I learned how to make beds, give baths, serve and collect food trays and other things that made the nurses’ lives easier. I kept track of patients’ intake—a standard hospital cafeteria glass of liquid was 240cc–and output—measuring urine emptied from a bedpan or a Foley catheter bag. I answered call lights and took reports or requests back to my nurse.

That summer I worked the midnight shift on one of the medical floors and it was one of the best times of my life.  The nurses and other aides treated me as a responsible adult instead of a “useless” teenager. Nurses with more seniority worked the coveted 7-3 shift; supervisors were conspicuously absent at night. While the patient to staff ratio was more than double that of the day shift, the patients were usually sleeping and not much trouble.

The man I worked with taught me more about patient care than any physician. His first name was Paul; I don’t remember his last name.  I couldn’t tell you how old he was—I’d guess late 50s or early 60s. Everyone looks old when you’re 17.  He had lived through the Great Depression and served in World War II, acquiring life experiences I couldn’t imagine. If he’d seen terrible things, you would never have known it. His face was worn but kind; he reminded me of the man in Norman Rockwell’s Freedom of Speech.  But what surprised me most was that he was an older white guy who didn’t seem to notice that I was a darker skinned kid with kinky hair.

Paul talked to me earnestly about the night’s routines: how often to check on the patients; who needed their temperatures and blood pressures taken; what to do when the occasional call bell rang.  He took the job seriously and would never think of violating the trust of those who depended on him.

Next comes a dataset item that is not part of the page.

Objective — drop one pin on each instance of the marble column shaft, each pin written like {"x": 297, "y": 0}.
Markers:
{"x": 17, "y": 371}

One of our patients was a bed-ridden elderly lady, Winnie, who had developed an enormous bed sore in her back while residing at a local nursing home.  She lay in a fetal position because of permanent muscle contractures.  Her eyes would open but she didn’t speak or react.  Yet Paul was very careful to tell Winnie what we were about to do. “We’re going to turn you to your other side, now, Winnie,” or “We need to clean you up a little.” He was always gentle; he never rushed patient care or treated it as a necessary evil for a paycheck.

I never thanked him for what he taught me because I didn’t realize how important that experience was until many years later.

I think anyone contemplating medical school should have to work as an aide for six months minimum. If you can’t approach people at their most vulnerable with understanding and compassion, without being irritated or disgusted, then you shouldn’t be in medicine.